Event prediction from news text using subgraph embedding and graph sequence mining

Creative Commons License

Çekinel R. F., Karagöz P.

WORLD WIDE WEB-INTERNET AND WEB INFORMATION SYSTEMS, vol.25, no.6, pp.2403-2428, 2022 (SCI-Expanded) identifier identifier identifier

  • Publication Type: Article / Article
  • Volume: 25 Issue: 6
  • Publication Date: 2022
  • Doi Number: 10.1007/s11280-021-01002-1
  • Journal Indexes: Science Citation Index Expanded (SCI-EXPANDED), Scopus, Academic Search Premier, Applied Science & Technology Source, Compendex, Computer & Applied Sciences, INSPEC
  • Page Numbers: pp.2403-2428
  • Keywords: Graph mining, Sequential rule mining, Frequent subgraph mining, Graph embeddings, News prediction
  • Middle East Technical University Affiliated: Yes


Event detection from textual content by using text mining concepts is a well-researched field in the literature. On the other hand, graph modeling and graph embedding techniques in recent years provide an opportunity to represent textual contents as graphs. Text can be enriched with additional attributes in graphs, and the complex relationships can be captured within the graphs. In this paper, we focus on news prediction and model the problem as subgraph prediction.
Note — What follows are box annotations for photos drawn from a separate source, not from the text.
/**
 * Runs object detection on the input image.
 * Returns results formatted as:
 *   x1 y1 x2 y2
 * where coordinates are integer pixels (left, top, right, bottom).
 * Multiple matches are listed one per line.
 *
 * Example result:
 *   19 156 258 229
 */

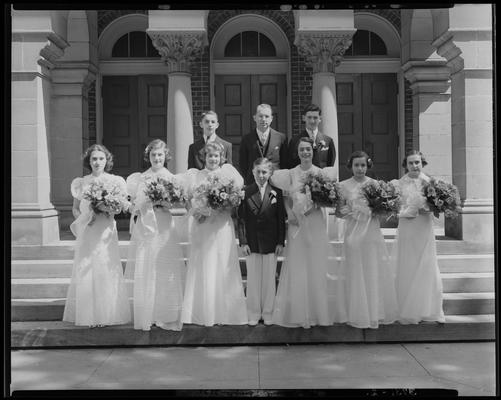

More specifically, we aim to predict the news skeleton in the form of a subgraph. To this aim, graph-based representations of news articles are constructed and a graph mining based pattern extraction method is proposed. The proposed method consists of three main steps. Initially, graph representation of the news text is constructed. Afterwards, frequent subgraph mining and sequential rule mining algorithms are adapted for pattern prediction on graph sequences. We consider that a subgraph captures the main story of the contents, and the sequential rules indicate the subgraph patterns' temporal relationships. Finally, extracted sequential patterns are used for predicting the future news skeleton (i.e. main features of the news). In order to measure the similarity, graph embedding techniques are also employed. The proposed method is analyzed on both a collection of news from an online newspaper and on a benchmark news dataset against baseline methods.